I am trying to pick out all tokens in a text and need to match all Ascii and Unicode characters, so here is how I have laid them out.
fragment CHAR : ('A'..'Z') | ('a'..'z');
fragment DIGIT : ('0'..'9');
fragment UNICODE : '\u0000'..'\u00FF';
Now if I write my token rule as:
TOKEN : (CHAR|DIGIT|UNICODE)+;
I get "Decision can match input such as "'A'..'Z'" using multiple alternatives: 1, 3 As a result, alternative(s) 3 were disabled for that input" " Decision can match input such as "'0'..'9'" using multiple alternatives: 2, 3 As a result, alternative(s) 3 were disabled for that input"
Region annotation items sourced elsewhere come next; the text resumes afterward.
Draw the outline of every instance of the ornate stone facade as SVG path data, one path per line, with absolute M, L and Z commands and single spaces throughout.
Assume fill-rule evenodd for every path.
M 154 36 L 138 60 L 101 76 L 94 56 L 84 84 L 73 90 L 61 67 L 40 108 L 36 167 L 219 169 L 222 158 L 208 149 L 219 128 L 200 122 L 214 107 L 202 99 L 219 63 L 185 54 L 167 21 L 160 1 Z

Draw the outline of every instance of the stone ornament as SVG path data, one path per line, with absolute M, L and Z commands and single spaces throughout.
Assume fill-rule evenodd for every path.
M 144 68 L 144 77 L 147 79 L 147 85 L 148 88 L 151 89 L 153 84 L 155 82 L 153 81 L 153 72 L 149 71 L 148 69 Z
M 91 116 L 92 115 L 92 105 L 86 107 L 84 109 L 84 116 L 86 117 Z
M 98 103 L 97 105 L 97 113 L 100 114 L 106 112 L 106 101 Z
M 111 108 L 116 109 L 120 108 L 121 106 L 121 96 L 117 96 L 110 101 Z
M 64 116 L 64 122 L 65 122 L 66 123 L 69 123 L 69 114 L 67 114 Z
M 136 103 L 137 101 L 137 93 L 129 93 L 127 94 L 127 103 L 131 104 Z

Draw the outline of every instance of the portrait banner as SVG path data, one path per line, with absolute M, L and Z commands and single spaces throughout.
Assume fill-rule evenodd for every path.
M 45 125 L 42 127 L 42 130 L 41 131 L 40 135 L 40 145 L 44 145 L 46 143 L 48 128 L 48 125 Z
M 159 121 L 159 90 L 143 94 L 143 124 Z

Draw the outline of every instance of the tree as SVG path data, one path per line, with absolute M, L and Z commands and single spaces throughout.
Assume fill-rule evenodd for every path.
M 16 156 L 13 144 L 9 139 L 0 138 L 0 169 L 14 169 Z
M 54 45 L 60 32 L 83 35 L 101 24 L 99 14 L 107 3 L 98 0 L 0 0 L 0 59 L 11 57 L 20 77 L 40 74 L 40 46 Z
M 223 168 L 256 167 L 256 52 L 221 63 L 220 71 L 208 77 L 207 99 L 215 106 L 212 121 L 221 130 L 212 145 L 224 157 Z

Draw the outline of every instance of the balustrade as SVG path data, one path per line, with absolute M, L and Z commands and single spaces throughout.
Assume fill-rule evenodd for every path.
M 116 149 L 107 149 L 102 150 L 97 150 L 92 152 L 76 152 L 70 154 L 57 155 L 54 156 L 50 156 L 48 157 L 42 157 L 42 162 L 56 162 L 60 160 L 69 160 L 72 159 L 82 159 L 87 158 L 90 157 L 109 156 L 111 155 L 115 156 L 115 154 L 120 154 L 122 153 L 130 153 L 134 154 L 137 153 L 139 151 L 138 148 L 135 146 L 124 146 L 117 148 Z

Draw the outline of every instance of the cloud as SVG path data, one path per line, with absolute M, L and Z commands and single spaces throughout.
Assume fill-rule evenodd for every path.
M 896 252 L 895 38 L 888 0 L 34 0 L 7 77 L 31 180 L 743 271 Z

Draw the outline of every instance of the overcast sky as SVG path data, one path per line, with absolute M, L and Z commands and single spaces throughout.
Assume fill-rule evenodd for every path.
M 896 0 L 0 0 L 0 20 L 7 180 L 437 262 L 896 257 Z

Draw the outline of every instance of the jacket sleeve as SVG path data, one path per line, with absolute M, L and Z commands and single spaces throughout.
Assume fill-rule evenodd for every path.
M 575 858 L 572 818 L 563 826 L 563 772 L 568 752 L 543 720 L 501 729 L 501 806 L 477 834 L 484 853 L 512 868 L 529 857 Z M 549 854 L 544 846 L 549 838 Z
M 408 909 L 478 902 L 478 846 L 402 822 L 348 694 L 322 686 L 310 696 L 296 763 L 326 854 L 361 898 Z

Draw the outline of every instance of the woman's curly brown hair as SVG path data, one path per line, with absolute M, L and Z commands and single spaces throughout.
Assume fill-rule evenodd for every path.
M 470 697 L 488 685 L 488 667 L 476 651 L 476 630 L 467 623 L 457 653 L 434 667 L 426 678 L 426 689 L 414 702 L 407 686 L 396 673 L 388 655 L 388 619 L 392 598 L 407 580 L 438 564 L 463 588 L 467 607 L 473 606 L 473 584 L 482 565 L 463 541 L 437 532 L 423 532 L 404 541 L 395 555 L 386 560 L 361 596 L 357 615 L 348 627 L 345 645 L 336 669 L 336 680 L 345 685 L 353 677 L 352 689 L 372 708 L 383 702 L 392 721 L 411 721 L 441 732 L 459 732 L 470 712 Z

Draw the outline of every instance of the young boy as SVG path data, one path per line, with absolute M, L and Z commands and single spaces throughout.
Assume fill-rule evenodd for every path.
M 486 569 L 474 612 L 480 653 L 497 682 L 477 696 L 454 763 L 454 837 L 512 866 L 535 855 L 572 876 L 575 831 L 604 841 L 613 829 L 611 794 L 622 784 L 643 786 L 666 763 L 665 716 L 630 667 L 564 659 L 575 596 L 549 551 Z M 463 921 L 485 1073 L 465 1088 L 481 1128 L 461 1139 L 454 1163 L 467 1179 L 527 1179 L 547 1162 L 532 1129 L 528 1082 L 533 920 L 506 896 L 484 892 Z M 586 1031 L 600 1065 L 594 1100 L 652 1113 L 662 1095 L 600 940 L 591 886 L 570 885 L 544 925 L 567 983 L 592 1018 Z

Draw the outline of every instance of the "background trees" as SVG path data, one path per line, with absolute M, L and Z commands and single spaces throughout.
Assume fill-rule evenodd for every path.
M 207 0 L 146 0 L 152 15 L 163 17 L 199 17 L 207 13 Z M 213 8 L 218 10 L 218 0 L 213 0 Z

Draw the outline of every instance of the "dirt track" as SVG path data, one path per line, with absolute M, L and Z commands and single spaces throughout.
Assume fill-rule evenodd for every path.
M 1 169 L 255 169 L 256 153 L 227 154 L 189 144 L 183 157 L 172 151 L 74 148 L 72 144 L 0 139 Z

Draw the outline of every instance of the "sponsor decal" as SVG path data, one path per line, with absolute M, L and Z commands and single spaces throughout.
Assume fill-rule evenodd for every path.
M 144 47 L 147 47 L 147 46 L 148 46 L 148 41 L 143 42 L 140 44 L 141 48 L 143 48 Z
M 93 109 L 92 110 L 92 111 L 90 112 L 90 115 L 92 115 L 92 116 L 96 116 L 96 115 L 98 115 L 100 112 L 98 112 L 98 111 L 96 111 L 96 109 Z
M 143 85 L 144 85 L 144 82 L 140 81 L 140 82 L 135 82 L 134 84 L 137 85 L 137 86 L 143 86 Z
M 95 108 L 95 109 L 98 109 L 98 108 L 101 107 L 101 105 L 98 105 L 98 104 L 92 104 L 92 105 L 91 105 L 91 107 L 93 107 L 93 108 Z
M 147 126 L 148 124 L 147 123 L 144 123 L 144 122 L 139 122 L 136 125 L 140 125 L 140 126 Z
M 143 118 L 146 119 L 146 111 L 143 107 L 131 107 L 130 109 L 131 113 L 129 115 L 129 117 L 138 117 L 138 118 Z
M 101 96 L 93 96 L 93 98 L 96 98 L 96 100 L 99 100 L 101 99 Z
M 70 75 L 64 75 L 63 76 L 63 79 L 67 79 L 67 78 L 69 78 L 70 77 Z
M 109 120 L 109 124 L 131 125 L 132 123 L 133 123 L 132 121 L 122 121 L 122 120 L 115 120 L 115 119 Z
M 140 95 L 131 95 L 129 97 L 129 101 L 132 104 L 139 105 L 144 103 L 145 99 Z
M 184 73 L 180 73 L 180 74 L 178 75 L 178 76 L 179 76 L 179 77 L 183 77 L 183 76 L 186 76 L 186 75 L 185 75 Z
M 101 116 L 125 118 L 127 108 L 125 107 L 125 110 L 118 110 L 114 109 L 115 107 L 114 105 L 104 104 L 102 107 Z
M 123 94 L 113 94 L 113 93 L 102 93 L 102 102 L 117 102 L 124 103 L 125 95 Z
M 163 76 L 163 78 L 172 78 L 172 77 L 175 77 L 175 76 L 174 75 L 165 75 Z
And nothing gets matched: And also if I write it as
TOKEN : (UNICODE)+;
Nothing gets matched.
Is there a way of doing this.
One other thing to consider if you are planning on using Unicode is that you should set the charvocabulary
option to say that you want to allow any char in the Unicode range of 0 through FFFE
options
{
charVocabulary='\u0000'..'\uFFFE';
}
The default you'll usually see in the examples is
options
{
charVocabulary = '\3'..'\377';
}
To cover the point made above. Generally if you needed both the ascii character range 'A'..'Z'
and the unicode range you'd make a unicode lexer rule like:
'\u0080'..'\ufffe'